Pese a todo ello, volver a Orriols siempre tiene algo de especial. Es el preludio de una nueva temporada: un día para saludar a los viejos camaradas de grada y confirmar, con alegría, que están todos un año más; para debates amistosos: sobre Sarver y sus intenciones; sobre los centrales que aún estaban por llegar; sobre los narcotizantes planteamientos de Alcaraz, sobre el «patiment» que espera este año. Y además, siempre gusta lo de cenar de sobaquillo. Hacerlo en el santuario blaugrana tiene un aroma de partido nocturno entre semana y de «embotit en faves», cuando la Copa no era la competición desaliñada que es hoy. El encanto del fútbol tiene mucho más de todo esto que de once tipos dándole al balón. Son esas las rutinas que habría que proteger y poner en valor porque nos hacen felices: amigos y familia en un escenario mágico en el que generaciones han llorado de alegría y de tristeza con el club de sus amores. Aquellas pequeñas cosas a las que cantaba Joan Manuel Serrat.

Luego está el fútbol, claro. O eso dicen. Porque lo que ofreció el Llevant es difícil de calificar así. Y muchos levantinos se marchaban a casa como si no hubiese transcurrido el tiempo entre el último partido de la campaña anterior y éste del Villarreal, resignados a Alcaraz, muertos de aburrimiento y lo que es más preocupante: sin virtudes que permitan albergar esperanzas de mejora. En la línea de los partidos del stage. Y sin embargo, tras los necesarios refuerzos de Trujillo y Feddal, el Llevant tiene una plantilla más competitiva.
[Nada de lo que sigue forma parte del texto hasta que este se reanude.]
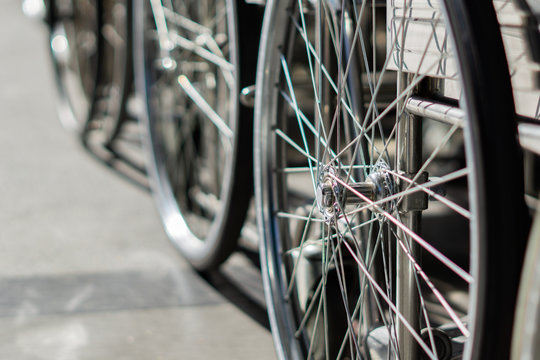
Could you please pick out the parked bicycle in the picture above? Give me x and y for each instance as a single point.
(388, 176)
Por la consolidación de los jóvenes protagonistas de la permanencia 2014-15 y el empuje de los que llegan por detrás (Roger, Jason, Pepelu, etc), por las prometedoras altas de Rubén Martínez, Verza, Ghilas y Deyverson y por la deseable recuperación de El Zhar o Rubén García.

Si algo preocupa es que no se ha conseguido dar salida a algunos veteranos con pocas opciones y a otros jugadores que no cuentan para el míster, y ese tipo de cosas son las que acaban por enturbiar el ambiente en un vestuario. También es un misterio el empecinamiento de Alcaraz en un sistema ultradefensivo que no acaba de dar firmeza al sistema y que sacrifica las opciones ofensivas, más allá de enviar algún pepino al punta de referencia. Pero, entre bostezo y bostezo, hay un resquicio para la ilusión y la esperanza.